Taiwan's money supply growth slowed last month for a second straight month and reached the lowest growth rate since August 2003, the central bank reported on Thursday.
M2, the broad measure of money supply covering cash in circulation and all deposits, was up 3.47 percent at the end of last month compared with a year earlier, following an annual increase of 4.25 percent in August, the bank's data showed.
A first look at last month's 3.47 percent growth rate -- which fell below the central bank's annual target of between 3.50 percent and 7.50 percent -- raises concern that monetary conditions are a bit tighter than desired, which in theory will lead to an economic slowdown and contractions in financial markets.
But in reality, Taiwan's liquidity in the money markets remains ample because the central bank has used public market operations to drain excess funds from the banking system to help stem inflation.
Furthermore, the significance of the relationship between money supply growth and macroeconomic performance has become weaker in recent times, given that a lot of funds have been moved out of savings and time deposits -- which are included in M2 -- and into stocks, mutual funds and other financial instruments, which are not.
Therefore, the latest money supply data are no cause for concern from the supply side and the bank is likely to wait for the release of more data before finalizing its policy adjustment in its December meeting.
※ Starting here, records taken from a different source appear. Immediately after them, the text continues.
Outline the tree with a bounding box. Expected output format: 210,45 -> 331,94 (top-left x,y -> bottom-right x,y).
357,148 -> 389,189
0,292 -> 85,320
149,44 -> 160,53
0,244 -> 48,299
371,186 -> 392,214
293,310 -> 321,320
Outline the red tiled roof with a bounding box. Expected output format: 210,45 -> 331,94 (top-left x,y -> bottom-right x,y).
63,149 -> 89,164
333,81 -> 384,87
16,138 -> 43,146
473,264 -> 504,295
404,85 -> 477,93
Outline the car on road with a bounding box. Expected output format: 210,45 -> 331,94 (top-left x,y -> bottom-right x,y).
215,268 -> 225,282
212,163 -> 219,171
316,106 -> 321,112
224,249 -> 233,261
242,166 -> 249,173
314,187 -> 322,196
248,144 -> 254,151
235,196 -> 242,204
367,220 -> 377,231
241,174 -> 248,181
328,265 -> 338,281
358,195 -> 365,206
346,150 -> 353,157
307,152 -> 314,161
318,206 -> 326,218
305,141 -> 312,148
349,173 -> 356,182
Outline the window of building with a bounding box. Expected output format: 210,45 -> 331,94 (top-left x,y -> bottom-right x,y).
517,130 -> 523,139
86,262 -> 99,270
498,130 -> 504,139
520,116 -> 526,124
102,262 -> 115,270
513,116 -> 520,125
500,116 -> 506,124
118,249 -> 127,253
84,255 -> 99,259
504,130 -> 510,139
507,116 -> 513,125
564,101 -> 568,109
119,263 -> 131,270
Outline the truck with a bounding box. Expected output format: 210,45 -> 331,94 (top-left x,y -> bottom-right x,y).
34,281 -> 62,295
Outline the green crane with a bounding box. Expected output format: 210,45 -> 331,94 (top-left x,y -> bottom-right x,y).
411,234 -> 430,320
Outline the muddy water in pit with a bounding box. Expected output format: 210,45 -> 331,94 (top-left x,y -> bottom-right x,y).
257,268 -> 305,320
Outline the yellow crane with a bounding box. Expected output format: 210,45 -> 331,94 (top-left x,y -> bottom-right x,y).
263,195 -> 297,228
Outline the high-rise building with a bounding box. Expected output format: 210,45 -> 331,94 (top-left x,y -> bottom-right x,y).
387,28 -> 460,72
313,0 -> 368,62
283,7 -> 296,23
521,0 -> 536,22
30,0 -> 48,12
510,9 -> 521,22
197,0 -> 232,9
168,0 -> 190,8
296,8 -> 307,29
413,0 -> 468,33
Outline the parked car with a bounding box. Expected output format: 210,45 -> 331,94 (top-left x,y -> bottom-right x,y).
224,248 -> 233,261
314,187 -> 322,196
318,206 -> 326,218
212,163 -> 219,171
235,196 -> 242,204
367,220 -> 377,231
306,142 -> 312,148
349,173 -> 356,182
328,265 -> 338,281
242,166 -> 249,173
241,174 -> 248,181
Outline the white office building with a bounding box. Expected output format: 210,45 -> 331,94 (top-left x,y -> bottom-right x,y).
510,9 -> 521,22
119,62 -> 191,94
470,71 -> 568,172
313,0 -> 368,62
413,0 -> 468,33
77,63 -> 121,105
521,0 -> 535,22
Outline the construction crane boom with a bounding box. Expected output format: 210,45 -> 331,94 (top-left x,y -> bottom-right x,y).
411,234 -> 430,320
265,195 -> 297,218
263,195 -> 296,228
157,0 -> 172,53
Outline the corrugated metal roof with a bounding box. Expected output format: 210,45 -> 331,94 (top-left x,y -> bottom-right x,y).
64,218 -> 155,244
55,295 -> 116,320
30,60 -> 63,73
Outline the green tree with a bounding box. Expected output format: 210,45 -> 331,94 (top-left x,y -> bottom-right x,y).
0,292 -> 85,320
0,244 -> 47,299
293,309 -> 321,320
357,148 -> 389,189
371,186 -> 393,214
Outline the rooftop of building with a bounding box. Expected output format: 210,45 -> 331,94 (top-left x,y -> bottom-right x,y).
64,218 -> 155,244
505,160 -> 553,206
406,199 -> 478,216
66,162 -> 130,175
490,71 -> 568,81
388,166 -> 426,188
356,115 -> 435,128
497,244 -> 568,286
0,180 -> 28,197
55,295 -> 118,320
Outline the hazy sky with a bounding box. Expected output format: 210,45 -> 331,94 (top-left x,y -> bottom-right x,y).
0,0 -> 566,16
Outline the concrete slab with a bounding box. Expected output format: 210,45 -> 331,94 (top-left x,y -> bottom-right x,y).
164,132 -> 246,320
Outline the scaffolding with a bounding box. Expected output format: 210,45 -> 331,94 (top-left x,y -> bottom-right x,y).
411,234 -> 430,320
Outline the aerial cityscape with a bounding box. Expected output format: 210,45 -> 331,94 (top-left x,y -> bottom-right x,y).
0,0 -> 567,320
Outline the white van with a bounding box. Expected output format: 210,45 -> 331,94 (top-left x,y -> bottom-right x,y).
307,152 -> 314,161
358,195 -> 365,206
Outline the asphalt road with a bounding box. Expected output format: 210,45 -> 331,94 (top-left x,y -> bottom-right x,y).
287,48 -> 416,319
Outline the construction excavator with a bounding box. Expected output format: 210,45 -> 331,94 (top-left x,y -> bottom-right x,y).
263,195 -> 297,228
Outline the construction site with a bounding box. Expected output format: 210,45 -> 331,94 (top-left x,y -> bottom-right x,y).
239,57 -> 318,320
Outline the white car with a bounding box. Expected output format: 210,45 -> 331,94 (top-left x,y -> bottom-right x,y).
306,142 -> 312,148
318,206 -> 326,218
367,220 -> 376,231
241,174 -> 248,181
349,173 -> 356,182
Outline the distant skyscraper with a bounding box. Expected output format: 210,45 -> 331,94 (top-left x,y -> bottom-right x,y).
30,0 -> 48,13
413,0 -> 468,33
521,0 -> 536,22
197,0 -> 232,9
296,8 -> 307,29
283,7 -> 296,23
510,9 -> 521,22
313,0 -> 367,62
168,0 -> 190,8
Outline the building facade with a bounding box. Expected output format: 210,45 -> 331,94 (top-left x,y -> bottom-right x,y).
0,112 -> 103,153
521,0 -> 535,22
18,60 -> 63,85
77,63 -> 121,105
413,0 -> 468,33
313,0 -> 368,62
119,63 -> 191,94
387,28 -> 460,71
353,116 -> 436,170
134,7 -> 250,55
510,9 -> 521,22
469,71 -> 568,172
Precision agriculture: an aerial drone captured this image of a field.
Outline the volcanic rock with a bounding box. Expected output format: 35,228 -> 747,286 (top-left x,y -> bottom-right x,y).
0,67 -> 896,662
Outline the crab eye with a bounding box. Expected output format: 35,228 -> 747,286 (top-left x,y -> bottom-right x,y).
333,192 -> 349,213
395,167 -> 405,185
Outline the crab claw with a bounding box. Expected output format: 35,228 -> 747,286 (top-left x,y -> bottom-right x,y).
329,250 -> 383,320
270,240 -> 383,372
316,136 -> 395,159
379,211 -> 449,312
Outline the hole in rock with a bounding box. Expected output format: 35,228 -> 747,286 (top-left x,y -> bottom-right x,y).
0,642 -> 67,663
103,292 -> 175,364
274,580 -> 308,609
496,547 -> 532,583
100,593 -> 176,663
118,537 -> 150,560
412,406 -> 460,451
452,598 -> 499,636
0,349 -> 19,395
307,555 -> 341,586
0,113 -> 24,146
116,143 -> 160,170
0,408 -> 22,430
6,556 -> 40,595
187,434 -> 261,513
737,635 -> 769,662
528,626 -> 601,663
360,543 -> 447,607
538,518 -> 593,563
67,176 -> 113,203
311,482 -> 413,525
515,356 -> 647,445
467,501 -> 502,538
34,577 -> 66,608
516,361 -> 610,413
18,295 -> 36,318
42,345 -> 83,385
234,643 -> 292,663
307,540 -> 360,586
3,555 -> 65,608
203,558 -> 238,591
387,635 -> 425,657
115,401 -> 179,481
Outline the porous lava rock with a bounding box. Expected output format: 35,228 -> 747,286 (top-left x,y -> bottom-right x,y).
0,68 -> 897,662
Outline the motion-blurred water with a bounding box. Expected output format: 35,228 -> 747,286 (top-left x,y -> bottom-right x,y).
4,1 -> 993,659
But the figures do confirm an economic scenario where continued capital outflows as well as slower growth in bank loans and domestic investment are here to stay. It is the demand side of the monetary conditions that raises concern.
Central bank statistics show that at the end of last month the annual growth rate of total outstanding loans and investments at major financial institutions was 3.31 percent, lower than a revised 3.77 percent in August. It was the lowest growth rate in three years.
This slower annual growth rate indicates that banks have become more conservative in extending loans after the bad loan problems of the last couple of years. But at the same time, it also shows a lukewarm demand for bank loans from local companies for business expansion or other investments.
Adding more pressure to this scenario was the Cabinet's announcement last week about the lifting of restrictions on stock investments in H-shares and red chips listed in Hong Kong and Macau, as well as in Chinese stocks, by domestic mutual funds.
This example of liberalization was certainly good news for domestic funds and local investors, but it injected some uncertainty into the development of local stock markets, as the government estimates local mutual funds could invest up to NT$40 billion (US$1.2 billion) in H-shares and red chips once the measure takes effect.
While some investors may still favor offshore funds that are not subject to government regulations and can invest in Hong Kong or China at their discretion, the truth is that the recent strong performance of Hong Kong and Chinese stocks may attract more capital outflow if the lack of attractive investment opportunities continues at home.
With continued capital outflows, the momentum of domestic capital markets will be negatively affected and the New Taiwan dollar will face depreciation pressure. That in turn will deter more domestic funds seeking higher yield investment targets.
The real impact of the new overseas investment measure on capital outflows remains to be seen. But the key to resolving this problem is in the government boosting domestic investment, not just the central bank's monetary policy.